What is a Generative Activity

Toward a Classroom as Learning Organization

 

Generative - having the power or function of generating (bringing into being), originating, producing, or reproducing

Activity - a pursuit in which a person is active, an organizational unit for performing a specific function

(Merriam Webster - http://www.m-w.com/dictionary.htm/)

A generative activity is an activity intended for use in a classroom. Students are asked to create objects or outcomes that are the same or alike in some mathematically significant sense and that these responses can be arrived at or built from this sameness in a wide range of ways. The same-ness gives coherence to the task and allows it to be an "organizational unit for performing a specific function." The generativity requires that the activity produce or give origin to a diversity of responses. This diversity is then used to explore patterns in the responses and in the mathematical ways in which the responses might seen as related to one another. A simple way of thinking of this is to ask questions with more than one right answer and then think hard about the ways in which some mathematically significant connections or insights might be seen as embodied in the 'data' learners produce.

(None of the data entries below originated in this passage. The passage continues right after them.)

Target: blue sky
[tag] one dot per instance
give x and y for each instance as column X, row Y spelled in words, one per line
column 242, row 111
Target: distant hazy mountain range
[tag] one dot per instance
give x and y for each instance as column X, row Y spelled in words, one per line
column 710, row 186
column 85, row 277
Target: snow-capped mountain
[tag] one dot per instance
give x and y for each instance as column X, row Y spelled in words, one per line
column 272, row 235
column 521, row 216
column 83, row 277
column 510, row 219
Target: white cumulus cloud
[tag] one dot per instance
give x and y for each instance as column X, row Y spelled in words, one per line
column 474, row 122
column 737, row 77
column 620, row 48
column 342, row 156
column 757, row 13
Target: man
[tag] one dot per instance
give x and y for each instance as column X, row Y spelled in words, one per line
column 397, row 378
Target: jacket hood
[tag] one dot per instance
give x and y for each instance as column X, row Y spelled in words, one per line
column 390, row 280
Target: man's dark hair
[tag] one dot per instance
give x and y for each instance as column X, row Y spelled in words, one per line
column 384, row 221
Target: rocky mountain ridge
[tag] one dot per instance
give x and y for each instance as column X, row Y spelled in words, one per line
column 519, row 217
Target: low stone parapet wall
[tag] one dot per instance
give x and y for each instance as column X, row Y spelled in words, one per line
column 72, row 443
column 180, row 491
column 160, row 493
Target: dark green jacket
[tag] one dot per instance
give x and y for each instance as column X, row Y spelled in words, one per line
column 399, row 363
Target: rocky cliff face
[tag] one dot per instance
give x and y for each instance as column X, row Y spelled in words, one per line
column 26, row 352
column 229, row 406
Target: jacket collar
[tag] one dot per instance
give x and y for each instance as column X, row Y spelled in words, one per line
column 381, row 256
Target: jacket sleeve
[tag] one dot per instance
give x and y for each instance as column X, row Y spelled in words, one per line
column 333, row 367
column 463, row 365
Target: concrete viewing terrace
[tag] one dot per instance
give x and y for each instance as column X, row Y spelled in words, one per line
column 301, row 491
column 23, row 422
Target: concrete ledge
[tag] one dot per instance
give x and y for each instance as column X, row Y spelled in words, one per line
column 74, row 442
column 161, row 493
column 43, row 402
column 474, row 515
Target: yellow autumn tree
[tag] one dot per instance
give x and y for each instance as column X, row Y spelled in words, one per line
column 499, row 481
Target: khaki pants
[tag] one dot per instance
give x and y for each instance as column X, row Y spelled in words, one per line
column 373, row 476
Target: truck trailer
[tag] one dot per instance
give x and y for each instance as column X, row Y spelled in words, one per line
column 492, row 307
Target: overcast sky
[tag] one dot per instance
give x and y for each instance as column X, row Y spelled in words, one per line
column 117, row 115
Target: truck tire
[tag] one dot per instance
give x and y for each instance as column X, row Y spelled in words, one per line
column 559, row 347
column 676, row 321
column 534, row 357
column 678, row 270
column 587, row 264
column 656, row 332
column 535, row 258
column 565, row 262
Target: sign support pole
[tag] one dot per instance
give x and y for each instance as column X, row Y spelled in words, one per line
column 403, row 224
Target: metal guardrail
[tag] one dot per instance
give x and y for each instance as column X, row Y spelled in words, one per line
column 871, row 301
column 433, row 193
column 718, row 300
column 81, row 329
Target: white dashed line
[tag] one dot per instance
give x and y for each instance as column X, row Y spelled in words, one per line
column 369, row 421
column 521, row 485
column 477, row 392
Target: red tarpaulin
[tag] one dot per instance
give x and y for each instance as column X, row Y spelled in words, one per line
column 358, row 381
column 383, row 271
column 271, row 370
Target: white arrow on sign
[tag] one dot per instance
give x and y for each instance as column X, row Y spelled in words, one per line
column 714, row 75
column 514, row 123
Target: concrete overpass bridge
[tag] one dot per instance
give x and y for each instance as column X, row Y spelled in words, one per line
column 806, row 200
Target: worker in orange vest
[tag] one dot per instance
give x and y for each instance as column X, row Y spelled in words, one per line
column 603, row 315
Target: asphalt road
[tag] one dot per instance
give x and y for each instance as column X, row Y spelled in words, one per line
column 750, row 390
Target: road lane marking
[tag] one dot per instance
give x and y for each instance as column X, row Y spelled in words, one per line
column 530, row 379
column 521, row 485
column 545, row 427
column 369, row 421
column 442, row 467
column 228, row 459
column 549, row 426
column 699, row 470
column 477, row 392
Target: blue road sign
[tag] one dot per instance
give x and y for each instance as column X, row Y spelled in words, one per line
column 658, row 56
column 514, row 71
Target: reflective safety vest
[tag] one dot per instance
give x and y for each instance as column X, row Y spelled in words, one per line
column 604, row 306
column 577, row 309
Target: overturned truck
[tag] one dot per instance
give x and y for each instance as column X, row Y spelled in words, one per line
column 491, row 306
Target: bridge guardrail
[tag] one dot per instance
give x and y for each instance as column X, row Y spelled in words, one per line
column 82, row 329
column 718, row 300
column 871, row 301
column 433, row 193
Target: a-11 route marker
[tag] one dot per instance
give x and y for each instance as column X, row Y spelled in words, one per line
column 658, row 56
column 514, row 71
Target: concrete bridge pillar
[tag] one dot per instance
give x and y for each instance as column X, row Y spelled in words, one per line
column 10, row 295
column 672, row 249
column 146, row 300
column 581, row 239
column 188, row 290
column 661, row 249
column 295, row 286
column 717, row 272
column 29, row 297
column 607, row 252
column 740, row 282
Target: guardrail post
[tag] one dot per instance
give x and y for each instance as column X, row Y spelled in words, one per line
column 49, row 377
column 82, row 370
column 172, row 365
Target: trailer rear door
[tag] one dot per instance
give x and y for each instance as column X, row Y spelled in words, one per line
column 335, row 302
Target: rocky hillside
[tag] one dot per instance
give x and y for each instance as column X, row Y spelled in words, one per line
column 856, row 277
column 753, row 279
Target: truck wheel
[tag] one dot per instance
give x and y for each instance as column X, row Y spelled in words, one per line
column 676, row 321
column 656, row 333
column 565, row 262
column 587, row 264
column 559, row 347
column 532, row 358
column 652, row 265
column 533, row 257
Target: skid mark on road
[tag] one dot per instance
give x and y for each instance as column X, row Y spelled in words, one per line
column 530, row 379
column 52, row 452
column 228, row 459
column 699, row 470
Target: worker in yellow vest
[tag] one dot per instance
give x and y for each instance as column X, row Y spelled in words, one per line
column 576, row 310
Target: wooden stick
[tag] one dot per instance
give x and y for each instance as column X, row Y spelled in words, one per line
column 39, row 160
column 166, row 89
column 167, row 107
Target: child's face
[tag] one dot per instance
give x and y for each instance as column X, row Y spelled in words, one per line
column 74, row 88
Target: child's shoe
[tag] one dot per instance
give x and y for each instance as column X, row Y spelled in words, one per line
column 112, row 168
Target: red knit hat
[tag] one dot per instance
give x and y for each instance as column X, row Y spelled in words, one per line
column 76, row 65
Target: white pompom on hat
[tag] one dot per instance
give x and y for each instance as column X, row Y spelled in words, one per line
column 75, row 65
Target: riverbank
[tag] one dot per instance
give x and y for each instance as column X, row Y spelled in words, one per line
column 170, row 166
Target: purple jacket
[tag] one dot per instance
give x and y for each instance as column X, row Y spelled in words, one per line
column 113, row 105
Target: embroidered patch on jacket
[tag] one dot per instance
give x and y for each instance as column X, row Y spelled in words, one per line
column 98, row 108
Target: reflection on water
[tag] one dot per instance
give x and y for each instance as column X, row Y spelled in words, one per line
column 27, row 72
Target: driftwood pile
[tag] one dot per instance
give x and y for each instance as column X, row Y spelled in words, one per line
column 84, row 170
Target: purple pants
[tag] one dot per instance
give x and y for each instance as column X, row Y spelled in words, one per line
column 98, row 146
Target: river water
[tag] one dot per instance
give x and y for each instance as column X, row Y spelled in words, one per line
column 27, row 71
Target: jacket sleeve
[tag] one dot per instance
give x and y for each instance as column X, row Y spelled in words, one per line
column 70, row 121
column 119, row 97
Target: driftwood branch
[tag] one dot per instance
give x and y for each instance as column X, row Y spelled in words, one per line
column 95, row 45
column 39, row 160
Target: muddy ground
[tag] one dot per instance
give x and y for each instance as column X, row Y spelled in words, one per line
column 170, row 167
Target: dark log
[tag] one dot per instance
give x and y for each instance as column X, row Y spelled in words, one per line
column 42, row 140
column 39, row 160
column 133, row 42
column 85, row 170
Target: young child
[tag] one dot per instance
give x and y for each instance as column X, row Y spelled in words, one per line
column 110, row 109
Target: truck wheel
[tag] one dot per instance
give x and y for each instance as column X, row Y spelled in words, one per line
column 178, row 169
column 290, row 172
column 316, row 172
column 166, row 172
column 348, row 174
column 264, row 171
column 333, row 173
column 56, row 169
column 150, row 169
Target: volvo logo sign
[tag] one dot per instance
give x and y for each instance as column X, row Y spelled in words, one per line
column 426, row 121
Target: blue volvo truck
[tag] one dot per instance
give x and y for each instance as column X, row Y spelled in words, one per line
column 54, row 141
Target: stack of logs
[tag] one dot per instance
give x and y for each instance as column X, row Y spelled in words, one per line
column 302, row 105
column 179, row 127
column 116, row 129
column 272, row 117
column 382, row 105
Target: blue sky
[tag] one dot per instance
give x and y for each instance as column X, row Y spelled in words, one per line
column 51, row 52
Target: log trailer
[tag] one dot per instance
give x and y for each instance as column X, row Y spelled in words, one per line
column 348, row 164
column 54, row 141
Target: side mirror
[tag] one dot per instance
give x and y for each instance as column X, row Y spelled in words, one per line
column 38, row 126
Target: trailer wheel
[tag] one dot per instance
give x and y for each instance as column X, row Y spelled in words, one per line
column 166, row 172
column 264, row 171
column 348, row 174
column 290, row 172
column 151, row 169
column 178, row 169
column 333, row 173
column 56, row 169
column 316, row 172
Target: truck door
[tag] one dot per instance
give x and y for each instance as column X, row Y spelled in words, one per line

Ideally the space of responses will be large enough so that the kinds of answers students create can also give the teacher significant insight into the ways the students are thinking about the task or understanding some important mathematical idea. The activity should be 'thought revealing' in this sense, and it should also be capable of giving rise to additional rounds of generative exploration and/or detailed investigation. The best examples of such activities can often be stated very simply and yet produce complex patterns of interrelations in the student responses. A generative activity can be made up of a series of generative tasks.